Because honestly, and just to be clear, I don’t mind Asta ending up alone. That’s perfectly fine.
I just want to know: why is everyone being acknowledged, everyone getting their moment, everyone getting closure… except Noelle? Why does the most important female character in the entire series, one of the best-developed characters in the whole manga, end up being reduced narratively to an absurd romantic competition with her own cousin over Asta’s affection?
And worse: what for?
Because that dynamic adds nothing to Noelle’s character. It doesn’t make her deeper, it doesn’t develop her relationship with Asta, and it isn’t even a proper romantic conclusion. All it does is diminish her. And honestly, it feels like something taken straight out of a generic ecchi or the fantasy of someone who doesn’t know how to write a woman romantically without reducing her to “the girl fighting for attention.”

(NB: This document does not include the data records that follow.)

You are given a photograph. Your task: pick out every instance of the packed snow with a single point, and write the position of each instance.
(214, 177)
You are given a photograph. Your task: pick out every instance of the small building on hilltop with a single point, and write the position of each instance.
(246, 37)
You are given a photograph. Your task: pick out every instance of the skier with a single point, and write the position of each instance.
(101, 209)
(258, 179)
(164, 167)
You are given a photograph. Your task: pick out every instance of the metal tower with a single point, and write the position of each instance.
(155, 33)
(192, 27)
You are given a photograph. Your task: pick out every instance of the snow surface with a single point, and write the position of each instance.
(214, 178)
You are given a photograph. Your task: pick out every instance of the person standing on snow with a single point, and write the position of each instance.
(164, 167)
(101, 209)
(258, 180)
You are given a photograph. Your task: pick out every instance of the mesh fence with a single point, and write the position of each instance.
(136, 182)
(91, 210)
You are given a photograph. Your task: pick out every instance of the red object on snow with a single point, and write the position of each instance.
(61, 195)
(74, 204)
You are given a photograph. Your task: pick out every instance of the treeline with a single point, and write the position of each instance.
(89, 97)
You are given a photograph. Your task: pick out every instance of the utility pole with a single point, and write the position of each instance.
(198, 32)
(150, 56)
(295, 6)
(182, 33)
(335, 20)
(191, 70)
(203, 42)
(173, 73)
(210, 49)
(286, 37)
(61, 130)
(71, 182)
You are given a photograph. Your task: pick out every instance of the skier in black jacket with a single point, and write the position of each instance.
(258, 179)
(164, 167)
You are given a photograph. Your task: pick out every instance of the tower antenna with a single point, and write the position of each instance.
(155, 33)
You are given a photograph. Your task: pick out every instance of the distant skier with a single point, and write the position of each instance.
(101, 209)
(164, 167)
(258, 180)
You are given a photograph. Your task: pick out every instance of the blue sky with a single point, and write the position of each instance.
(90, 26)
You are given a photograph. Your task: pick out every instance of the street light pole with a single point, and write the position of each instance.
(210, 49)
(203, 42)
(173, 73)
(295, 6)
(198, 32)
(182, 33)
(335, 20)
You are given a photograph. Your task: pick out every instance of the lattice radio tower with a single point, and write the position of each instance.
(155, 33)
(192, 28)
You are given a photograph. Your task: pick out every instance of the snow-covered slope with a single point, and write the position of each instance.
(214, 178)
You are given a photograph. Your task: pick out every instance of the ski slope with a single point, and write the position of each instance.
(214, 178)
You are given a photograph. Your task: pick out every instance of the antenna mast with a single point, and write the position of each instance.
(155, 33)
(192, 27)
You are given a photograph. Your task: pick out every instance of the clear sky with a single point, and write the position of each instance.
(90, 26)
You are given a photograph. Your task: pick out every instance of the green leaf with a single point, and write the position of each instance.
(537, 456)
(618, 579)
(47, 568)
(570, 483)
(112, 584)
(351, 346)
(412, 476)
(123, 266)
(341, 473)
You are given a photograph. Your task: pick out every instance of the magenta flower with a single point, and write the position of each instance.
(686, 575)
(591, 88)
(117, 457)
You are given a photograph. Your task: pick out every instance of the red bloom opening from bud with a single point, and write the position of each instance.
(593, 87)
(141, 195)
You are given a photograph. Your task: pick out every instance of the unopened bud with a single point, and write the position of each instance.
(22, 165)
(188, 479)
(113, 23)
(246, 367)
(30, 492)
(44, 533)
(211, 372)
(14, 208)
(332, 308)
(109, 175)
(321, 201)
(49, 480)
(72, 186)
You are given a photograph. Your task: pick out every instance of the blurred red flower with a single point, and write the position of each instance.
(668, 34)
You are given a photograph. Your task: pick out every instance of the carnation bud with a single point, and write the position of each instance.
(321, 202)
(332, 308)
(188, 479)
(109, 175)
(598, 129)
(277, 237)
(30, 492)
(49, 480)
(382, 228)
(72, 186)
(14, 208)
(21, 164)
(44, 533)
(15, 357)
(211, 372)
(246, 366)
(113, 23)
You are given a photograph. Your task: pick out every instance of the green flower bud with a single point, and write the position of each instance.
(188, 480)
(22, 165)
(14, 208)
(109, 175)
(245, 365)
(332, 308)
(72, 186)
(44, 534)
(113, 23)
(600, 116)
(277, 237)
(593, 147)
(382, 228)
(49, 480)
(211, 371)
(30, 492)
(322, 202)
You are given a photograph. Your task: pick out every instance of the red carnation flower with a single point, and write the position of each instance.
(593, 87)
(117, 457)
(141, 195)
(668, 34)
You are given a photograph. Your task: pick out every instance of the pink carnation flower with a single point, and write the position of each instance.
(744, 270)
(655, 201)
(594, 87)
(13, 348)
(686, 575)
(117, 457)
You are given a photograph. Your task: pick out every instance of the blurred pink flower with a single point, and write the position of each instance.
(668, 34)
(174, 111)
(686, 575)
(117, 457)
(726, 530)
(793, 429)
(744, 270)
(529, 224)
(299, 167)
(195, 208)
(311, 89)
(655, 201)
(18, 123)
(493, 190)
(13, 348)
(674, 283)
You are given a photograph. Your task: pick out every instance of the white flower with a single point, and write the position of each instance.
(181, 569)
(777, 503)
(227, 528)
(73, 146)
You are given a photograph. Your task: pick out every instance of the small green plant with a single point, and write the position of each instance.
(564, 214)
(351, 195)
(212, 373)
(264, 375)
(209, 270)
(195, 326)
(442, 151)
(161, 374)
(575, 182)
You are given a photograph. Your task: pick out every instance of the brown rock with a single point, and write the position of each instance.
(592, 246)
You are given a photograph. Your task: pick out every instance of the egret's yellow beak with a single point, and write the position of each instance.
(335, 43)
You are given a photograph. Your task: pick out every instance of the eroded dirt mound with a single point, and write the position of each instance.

And that’s exactly what makes it so frustrating.
Noelle was so much more than that. She was a character built around self-improvement, family rejection, insecurity, emotional growth, and a constant drive to prove her worth. Reducing all of that to a childish romantic competition in the final stretch feels almost disrespectful to everything her character had built over the years.
Because in the end, it feels like the manga stopped treating Noelle as one of its main pillars and started treating her only as “the girl who loves the protagonist.” And for a character as well-written as she was, that’s probably one of the worst decisions made in Black Clover’s ending.
I really hope the anime fixes this, because in that format popularity tends to matter regardless of gender.
Because I love Black Clover. I truly do. I’ve enjoyed this series immensely and I have a huge fondness for it. But precisely because of that, it hurts to see how the final stretch was handled, both for the series as a whole and for one of its most important characters.